Beberapa teman jadi kaya raya karena punya puluhan petak kos-kosan, pintar bermain saham, atau punya beberapa bisnis yang dijalankan saudaranya.
Jelaslah, secara materi, meskipun kami start dengan pangkat dan gaji yang sama, puluhan tahun kemudian nasibnya sudah berbeda-beda secara signifikan.
Tak usah bicara puluhan tahun kemudian, beberapa teman saya baru 4 tahun bekerja sudah punya mobil. Ketika itu saya masih naik Metro Mini ke kantor.
Tapi, dari dulu saya tak punya rasa iri kepada teman yang berkaitan dengan kekayaan. Saya sudah bersyukur masih bisa menyisihkan gaji buat membantu adik-adik saya yang kuliah.
Soalnya, saya berasal dari keluarga yang latar belakang ekonominya tergolong pas-pasan.

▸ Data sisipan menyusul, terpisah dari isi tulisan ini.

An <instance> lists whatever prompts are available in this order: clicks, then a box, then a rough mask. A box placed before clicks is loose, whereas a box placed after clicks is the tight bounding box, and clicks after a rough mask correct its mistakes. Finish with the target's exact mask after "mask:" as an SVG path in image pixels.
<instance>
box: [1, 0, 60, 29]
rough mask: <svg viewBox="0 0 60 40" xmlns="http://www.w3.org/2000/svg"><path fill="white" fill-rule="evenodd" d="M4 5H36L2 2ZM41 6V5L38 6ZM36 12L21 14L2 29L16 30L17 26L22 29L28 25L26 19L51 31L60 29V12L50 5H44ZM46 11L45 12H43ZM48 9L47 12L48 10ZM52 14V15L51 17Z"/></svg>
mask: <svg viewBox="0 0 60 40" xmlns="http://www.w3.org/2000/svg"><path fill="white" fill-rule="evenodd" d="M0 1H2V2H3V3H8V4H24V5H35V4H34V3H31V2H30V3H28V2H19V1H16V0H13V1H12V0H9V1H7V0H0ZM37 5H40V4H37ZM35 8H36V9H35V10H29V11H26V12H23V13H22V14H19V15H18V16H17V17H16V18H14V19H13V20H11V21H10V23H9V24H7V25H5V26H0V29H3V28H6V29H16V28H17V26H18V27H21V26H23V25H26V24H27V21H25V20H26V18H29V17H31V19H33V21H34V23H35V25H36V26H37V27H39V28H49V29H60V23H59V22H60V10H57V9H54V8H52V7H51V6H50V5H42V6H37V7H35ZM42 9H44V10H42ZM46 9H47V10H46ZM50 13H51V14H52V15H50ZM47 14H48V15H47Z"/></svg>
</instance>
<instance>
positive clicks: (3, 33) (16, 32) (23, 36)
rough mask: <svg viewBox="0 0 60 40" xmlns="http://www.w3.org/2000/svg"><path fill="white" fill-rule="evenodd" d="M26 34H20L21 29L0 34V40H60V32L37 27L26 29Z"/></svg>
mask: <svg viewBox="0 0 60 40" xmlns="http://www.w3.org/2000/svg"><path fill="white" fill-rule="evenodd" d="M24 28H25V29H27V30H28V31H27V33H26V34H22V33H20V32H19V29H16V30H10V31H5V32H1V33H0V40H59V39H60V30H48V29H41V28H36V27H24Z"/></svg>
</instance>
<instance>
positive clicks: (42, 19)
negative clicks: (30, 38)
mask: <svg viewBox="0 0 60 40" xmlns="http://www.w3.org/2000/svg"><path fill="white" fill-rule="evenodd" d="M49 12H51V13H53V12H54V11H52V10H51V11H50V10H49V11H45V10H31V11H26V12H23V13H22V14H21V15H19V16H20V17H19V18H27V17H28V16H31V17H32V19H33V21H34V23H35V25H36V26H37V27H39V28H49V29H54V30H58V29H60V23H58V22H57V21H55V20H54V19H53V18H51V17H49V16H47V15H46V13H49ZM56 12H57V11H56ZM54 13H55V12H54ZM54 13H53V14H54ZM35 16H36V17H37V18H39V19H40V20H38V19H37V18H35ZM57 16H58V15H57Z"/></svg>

Bahkan, saya meraih S-1 lebih banyak terbantu karena dapat beasiswa dari pemerintah.
Namun, ketika saya gagal dalam seleksi tahap akhir untuk memperoleh pendidikan pascasarjana di AS, jujur saja, saya kecewa berat.
Alhamdulillah, pada kesempatan seleksi berikutnya saya berhasil lolos (seseorang dibolehkan ikut seleksi sebanyak 2 kali, asal usia belum 35 tahun).Â
Namun, dengan beberapa pertimbangan terkait keluarga dan kesehatan, saya memilih program di dalam negeri saja.

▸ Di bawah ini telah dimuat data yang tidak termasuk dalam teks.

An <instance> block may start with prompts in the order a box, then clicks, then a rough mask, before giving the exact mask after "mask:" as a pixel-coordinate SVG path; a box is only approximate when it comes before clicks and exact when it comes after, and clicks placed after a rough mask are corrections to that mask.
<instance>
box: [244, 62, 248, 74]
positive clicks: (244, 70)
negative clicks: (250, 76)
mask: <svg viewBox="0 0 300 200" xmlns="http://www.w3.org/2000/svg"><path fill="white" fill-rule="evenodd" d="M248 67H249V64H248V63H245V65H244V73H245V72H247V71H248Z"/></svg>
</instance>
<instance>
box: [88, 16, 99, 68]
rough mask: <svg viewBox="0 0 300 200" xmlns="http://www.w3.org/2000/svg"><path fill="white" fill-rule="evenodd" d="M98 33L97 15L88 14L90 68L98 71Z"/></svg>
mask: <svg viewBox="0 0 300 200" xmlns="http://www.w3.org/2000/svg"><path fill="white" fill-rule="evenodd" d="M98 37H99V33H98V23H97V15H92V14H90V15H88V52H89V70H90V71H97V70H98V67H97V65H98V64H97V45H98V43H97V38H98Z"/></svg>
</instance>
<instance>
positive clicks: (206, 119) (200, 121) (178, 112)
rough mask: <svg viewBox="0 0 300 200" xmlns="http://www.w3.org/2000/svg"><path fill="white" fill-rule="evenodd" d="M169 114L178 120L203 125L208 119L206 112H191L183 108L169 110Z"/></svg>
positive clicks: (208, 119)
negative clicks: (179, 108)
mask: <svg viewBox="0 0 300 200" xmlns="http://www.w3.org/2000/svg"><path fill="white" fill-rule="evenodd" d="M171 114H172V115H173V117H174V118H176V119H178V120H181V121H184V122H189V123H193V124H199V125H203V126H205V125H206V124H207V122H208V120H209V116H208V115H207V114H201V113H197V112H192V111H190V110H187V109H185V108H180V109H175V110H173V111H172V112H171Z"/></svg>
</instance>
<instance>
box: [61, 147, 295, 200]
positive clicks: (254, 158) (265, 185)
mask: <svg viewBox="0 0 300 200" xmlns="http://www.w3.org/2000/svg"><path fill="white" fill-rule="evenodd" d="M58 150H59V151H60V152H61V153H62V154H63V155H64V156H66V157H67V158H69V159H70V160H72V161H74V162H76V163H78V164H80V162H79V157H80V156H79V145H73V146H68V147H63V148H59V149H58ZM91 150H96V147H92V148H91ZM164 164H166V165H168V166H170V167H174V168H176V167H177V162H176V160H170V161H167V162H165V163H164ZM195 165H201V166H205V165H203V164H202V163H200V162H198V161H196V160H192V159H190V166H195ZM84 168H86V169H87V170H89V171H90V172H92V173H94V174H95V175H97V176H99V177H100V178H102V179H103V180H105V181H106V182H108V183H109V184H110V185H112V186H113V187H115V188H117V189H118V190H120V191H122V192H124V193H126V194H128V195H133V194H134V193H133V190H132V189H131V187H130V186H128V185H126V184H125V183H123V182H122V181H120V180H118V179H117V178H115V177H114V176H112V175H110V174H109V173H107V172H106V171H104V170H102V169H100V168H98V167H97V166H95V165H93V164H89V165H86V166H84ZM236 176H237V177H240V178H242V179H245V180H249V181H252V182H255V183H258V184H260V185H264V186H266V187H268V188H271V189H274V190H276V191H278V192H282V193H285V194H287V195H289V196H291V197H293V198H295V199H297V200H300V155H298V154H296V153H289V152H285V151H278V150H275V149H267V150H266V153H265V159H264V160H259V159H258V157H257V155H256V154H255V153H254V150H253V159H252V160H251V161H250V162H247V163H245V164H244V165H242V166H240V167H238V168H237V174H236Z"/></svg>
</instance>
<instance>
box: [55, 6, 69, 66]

Keinginan saya untuk menginjakkan kaki di negara Paman Sam baru dikabulkan Allah beberapa tahun sebelum pensiun, meskipun untuk sekadar ikut pelatihan berdurasi 1 minggu.
Membahas soal jabatan sudah, pendidikan sudah, kekayaan sudah. Yang belum adalah soal keluarga. Ada satu teman saya, kebetulan wanita, yang hingga sekarang belum menikah.
Beberapa teman saya, punya anak-anak yang lebih sukses dari orang tuanya. Sebagian teman saya mengaku bahwa anak-anaknya masih jadi beban orang tua.